Der Bund will bisher den Streckenbau nicht finanzieren, weil der Weiterbau der S-Bahn zwar insgesamt wirtschaftlich wäre, aber vor allem für Bewohner in Spandau. Brandenburger hätten dagegen auch Nachteile, weil bei einem S-Bahn-Betrieb weniger Regionalzüge fahren würden, die ihr Ziel in der Innenstadt schneller erreichen als die S-Bahn. Der Senat prüft deshalb derzeit, ob die S-Bahn lediglich bis zur Station Hackbuschstraße verlängert werden kann, was wiederum aber dem Bezirk nicht behagt, der dort Probleme mit Parkplätzen sieht. Er würde die Strecke deshalb lieber bis Albrechtshof verlängern lassen. Auch Wowereit und Grube haben sich bei ihrem Spitzentreffen hier nicht festgelegt.

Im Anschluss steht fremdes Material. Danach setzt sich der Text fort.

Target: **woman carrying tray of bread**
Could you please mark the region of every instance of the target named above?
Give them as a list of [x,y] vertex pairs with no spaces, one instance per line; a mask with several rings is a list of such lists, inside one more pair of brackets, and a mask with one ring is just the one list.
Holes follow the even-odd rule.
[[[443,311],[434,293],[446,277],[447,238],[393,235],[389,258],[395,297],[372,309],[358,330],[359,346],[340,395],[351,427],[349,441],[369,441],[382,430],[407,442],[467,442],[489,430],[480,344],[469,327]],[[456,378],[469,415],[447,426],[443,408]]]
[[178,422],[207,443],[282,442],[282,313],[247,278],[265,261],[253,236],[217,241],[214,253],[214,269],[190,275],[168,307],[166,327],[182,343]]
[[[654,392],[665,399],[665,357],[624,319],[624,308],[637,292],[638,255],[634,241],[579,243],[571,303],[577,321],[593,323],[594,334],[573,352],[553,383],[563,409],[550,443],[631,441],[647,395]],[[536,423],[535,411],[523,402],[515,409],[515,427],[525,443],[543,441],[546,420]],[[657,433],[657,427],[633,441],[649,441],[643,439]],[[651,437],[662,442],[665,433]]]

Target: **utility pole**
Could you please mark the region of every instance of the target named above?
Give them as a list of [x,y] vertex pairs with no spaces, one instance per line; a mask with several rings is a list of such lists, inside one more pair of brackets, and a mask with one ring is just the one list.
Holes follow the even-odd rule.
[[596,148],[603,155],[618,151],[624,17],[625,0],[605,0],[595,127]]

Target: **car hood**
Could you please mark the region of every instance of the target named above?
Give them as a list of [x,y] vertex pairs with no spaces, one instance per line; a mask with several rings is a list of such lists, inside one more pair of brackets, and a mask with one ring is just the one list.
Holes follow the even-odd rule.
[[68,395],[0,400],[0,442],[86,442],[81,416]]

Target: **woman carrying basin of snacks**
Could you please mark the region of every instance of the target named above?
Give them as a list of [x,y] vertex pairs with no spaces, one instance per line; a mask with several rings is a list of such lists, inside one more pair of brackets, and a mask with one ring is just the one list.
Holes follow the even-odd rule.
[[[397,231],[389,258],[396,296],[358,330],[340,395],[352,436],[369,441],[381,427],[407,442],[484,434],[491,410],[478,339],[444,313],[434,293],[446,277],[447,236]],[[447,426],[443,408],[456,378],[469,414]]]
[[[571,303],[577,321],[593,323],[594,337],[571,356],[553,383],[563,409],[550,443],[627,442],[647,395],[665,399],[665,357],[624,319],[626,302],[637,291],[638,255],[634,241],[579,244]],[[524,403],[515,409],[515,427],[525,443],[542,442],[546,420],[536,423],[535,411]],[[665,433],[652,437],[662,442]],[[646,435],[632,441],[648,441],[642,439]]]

Das nordwestlich Berlins gelegene Velten bleibt bei seinem Wunsch, die S-Bahn von Hennigsdorf aus zu verlängern. Die erforderliche Kosten-Nutzen- Untersuchung hat die Kommune selbst auf den Weg gebracht. Auch in Rangsdorf südlich von Berlin gibt es weiter Pläne zur Verlängerung der S-Bahn. Und im Berliner Südwesten ist vor kurzem erst von Kleinmachnow und dem Bezirk Steglitz-Zehlendorf angeregt worden, auf der Trasse der sogenannten Stammbahn, auf der 1838 die erste Eisenbahn in Preußen zwischen Berlin und Potsdam fuhr, wieder Gleise für die S-Bahn zu bauen. Zwischen Zehlendorf und der neuen Endstation Kleinmachnow/Dreilinden sollen Zwischenhalte in Zehlendorf-Süd und Düppel/Kleinmachnow entstehen. Bis dorthin fuhren nach dem Krieg bereits S-Bahnen. 1980 hatte die Reichsbahn aber den Betrieb eingestellt. (kt)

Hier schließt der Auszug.